Determine the sub-transient fault current from double line to ground fault in the system.

Substitute$j0.477$ for $I_0$, $j1.213$for$I_1$ and$-j1.69$ for$I_2$ into equation (1)

$\begin{array}{c}\left[\begin{array}{c}{I^{\text{'}\text{'}}}_a\\ {I^{\text{'}\text{'}}}_b\\ {I^{\text{'}\text{'}}}_c\end{array}\right]=\left[\begin{array}{ccc}1& 1& 1\\ 1& a^2& a\\ 1& a& a^2\end{array}\right]\left[\begin{array}{c}j0.477\\ j1.213\\ -j1.69\end{array}\right]\\ =\left[\begin{array}{c}j0.477+j1.213-j1.69\\ j0.477+\left(-j1.213\right)\left(1\angle -120\right)+\left(-j1.69\right)\left(1\angle 120\right)\\ j0.477+\left(-j1.213\right)\left(1\angle 120\right)+\left(-j1.69\right)\left(1\angle -120\right)\end{array}\right]\\ =\left[\begin{array}{c}0\\ 2.61\angle 15.9°\\ 2.61\angle 164.1°\end{array}\right]\text{\hspace{0.33em}pu}\end{array}$

Hence, the sub-transient fault currents from double line-to-ground fault of a system $\left[\begin{array}{c}{I^{\text{'}\text{'}}}_a\\ {I^{\text{'}\text{'}}}_b\\ {I^{\text{'}\text{'}}}_c\end{array}\right]$is $\left[\begin{array}{c}0\\ 2.61\angle 15.9°\\ 2.61\angle 164.1°\end{array}\right]\text{\hspace{0.33em}pu}$.
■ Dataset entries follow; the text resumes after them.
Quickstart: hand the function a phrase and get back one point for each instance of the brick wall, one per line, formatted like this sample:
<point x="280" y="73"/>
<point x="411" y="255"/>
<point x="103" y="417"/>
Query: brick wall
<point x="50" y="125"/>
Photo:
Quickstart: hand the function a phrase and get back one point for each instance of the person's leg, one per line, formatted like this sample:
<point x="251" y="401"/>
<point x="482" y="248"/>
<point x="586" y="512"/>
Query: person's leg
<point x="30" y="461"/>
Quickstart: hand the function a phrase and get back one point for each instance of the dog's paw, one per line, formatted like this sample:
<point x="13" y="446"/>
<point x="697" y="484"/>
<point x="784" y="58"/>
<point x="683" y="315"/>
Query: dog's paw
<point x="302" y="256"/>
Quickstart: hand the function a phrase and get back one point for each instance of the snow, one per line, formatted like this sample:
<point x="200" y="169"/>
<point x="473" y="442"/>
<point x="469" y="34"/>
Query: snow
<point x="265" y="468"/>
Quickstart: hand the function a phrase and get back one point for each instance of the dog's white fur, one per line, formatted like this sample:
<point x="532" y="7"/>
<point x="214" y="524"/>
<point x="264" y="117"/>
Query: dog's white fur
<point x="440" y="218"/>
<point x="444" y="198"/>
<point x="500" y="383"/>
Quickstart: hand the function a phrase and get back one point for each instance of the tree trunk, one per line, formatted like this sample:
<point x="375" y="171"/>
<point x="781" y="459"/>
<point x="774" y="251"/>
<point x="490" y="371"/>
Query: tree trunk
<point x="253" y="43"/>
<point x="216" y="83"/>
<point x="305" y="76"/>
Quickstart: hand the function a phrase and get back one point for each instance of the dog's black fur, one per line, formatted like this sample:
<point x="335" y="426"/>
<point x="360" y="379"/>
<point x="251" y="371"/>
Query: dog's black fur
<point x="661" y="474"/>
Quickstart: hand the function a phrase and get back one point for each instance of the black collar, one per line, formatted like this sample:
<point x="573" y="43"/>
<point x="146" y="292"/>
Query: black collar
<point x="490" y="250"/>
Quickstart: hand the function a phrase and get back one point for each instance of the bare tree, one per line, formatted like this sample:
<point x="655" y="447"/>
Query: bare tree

Determine the double line-to-ground fault current in the neutral path.

Substitute $j0.477$for $I_0$into equation (2).

$\begin{array}{c}{I}_n=3\left(j0.477\right)\\ =1.43\angle 90°\text{\hspace{0.33em}pu}\end{array}$

Therefore the neutral fault current for a double line-to-ground fault is $I_n=1.43\angle 90°\text{\hspace{0.33em}pu}$.